The Philharmonic Tom-Cat Club
Was up on the roof congregating
Tonight -- yet not from sensual lust;
It wasn't for rutting and mating.

It suits no summer-night's wedding-dream,
No love-song with hearts all a-flutter,
This Winter season, this frost and snow,
And frozen was every gutter.

And a spirit altogether new
Had the cat-fraternity captured;
Especially the youth, for the young Tom-Cat's
For serious things enraptured.

The old and frivolous folks have breathed
Their last; now a new kind of striving,
A cat-springtime of poetry
Bestirs in Art and Living.

The Philharmonic Tom-Cat Club
Is now, at last, returning
To primitive, artless artistry;
For the savage Naive they are yearning.

They want the music-poetry,
Roulades without a quaver,
Instrumental and vocal poetry,
That is no music, they favor.

They want the rule of Genius now
That oft, perhaps, may bungle,
But yet, in Art, unconsciously,
The superlative tone may jingle.

To Genius they pay homage now,
That never from Nature departed,
They put on no airs about Learning, for
With Learning they never got started.

This is the plan of the Tom-Cat club
And full of aspiration
They gave their first Winter concert tonight
In roof-top presentation.

How frightfully did they execute
The mighty, the pompous idea there --
O hang thyself, dear Berlioz,
That thou couldst not manage to be there.
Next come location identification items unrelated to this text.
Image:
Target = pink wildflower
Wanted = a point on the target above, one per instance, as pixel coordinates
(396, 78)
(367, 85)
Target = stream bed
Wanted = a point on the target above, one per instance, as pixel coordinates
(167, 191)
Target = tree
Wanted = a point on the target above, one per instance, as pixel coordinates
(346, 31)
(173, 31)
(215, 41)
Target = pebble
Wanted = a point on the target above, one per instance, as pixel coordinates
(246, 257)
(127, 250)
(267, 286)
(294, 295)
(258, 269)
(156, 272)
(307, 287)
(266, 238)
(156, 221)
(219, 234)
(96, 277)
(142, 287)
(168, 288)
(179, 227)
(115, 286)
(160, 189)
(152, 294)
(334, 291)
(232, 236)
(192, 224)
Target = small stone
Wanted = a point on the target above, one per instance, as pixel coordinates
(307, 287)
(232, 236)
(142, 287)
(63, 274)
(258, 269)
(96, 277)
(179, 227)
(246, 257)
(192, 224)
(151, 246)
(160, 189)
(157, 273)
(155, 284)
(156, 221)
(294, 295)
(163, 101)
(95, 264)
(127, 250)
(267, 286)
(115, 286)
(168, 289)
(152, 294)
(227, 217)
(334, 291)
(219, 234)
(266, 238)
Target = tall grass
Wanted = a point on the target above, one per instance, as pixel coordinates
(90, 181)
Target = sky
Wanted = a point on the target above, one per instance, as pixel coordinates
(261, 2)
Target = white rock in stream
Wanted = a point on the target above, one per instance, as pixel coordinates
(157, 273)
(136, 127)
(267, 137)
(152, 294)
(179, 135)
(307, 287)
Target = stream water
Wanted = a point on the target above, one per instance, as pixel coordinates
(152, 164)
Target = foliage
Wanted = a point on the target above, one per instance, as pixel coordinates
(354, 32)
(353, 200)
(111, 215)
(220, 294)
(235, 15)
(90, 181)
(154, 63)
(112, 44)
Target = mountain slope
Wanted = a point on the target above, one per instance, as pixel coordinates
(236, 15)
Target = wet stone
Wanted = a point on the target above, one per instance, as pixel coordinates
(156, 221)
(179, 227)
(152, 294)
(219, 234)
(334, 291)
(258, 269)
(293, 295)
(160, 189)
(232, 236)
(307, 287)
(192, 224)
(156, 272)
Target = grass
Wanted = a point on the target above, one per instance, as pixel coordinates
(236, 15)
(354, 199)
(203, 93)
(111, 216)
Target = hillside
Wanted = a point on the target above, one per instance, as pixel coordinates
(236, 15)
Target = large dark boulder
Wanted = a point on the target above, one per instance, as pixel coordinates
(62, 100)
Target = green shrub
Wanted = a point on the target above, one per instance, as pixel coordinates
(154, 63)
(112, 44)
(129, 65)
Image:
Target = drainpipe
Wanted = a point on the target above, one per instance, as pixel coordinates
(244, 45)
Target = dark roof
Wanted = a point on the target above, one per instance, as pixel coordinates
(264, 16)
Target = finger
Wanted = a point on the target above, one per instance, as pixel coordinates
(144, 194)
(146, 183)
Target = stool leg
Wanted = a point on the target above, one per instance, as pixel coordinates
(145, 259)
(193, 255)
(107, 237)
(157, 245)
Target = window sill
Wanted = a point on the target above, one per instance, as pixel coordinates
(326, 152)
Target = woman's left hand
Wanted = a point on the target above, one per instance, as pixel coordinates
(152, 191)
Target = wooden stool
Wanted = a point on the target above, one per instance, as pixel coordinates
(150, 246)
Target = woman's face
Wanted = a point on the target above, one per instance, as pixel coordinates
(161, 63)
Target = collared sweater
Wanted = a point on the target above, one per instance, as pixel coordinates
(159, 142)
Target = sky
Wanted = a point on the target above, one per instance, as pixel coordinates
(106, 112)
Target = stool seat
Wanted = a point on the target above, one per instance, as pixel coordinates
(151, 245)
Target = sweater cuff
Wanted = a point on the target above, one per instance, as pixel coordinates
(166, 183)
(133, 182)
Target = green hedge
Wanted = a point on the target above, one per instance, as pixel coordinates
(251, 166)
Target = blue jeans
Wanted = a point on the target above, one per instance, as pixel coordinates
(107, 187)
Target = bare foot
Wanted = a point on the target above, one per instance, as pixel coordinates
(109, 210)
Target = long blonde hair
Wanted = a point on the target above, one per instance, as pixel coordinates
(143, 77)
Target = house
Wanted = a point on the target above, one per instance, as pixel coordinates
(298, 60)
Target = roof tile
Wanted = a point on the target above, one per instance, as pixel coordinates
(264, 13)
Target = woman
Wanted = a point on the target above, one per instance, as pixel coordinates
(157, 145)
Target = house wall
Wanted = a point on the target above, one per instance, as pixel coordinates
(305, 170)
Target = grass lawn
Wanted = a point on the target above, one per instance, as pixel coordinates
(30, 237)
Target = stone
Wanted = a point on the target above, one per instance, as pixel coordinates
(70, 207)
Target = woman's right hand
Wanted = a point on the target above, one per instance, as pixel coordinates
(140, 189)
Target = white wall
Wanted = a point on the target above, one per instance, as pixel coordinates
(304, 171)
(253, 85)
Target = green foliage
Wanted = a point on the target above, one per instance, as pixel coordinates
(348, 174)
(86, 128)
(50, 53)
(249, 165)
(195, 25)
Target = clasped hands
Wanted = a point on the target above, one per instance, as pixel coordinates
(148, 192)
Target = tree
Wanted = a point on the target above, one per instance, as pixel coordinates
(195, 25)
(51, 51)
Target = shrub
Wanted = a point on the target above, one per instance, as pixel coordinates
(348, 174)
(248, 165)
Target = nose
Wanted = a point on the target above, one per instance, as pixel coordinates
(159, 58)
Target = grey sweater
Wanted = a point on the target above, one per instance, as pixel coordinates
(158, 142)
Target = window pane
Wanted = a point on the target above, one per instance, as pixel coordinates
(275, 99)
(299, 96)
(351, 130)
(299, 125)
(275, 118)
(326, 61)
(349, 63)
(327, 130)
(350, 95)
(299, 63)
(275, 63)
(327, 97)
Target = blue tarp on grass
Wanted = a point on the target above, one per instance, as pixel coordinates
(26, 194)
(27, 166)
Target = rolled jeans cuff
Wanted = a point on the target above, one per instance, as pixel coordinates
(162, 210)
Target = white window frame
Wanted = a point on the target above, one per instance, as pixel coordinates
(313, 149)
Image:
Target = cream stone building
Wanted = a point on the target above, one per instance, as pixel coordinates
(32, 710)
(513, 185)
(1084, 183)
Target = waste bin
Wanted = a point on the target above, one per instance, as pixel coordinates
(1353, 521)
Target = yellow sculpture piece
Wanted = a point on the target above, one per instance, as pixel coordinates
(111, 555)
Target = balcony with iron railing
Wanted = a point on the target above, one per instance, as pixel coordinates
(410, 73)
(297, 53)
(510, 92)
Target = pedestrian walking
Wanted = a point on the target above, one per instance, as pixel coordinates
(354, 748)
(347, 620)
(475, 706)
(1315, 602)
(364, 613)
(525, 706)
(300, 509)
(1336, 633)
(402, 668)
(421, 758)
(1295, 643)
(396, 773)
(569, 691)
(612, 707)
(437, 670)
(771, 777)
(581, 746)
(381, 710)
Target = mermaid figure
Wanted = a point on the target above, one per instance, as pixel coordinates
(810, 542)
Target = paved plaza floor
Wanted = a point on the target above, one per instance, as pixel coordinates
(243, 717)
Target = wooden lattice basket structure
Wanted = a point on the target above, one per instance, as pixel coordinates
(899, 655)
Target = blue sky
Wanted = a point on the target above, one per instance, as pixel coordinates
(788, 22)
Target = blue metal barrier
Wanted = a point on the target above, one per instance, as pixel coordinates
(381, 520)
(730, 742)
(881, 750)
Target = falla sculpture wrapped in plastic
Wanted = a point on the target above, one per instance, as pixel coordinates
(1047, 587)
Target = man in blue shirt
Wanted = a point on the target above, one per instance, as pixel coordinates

It was a dizzying shivaree,
Like a jig for some bovine sashayers,
Suddenly struck by a cognac-besot
Three dozen-odd bagpipe players.

That was a howling, yowling, as if
In Noah's ark they were raising
Their beastly voices in unison,
The sinners' flood all praising.

O, what a croaking and wailing and snarl,
What a miaowing and howling!
The agéd chimneys all joined in
With snorting church-choraling.

Especially audible was a voice
That sounded both screechy and tired,
Like once the singing of Sontag was,
When her voice had already expired.

A crazy concert! I believe that I heard
A mighty Tedeum sung there,
To hail the triumph, of Reason's demise,
That daring Madness had wrung there.

Perhaps the Tom-Cats assayed, as well,
The opera so stellar,
That Hungary's greatest pianist
Composed for Charenton's dwellers.

At daybreak did the Sabbath end,
It came in the morning quite early,
It caused a pregnant cooking-maid
To be giving birth prematurely.

Her senses were so overwhelmed, that now
Her memory's lost in a dither.
She can't recall, who the father is,
Of the baby, that she delivered.

Was it then Peter? Was it then Paul?
Lisa, who made thee maternal?
Then Lisa, radiant, smiles and speaks:
O Liszt! Thou Tom-Cat supernal!...


 Posted by permission of the translator ~ © 1998





It is difficult to do justice to Heine's poems, in attempting to translate them into English. They are bristling with word-play; for example, in this poem, the German word "Kater", translated here as "Tom-Cat", can also mean "hangover". Heine creates comical compound words, like "Kuhschwanzhopsasaschleifer", which are impossible to render in English. However, we couldn't resist the subject matter. The reference to "Hungary's greatest pianist" is, of course, to Franz Liszt, and Charenton was a famous French mental institution.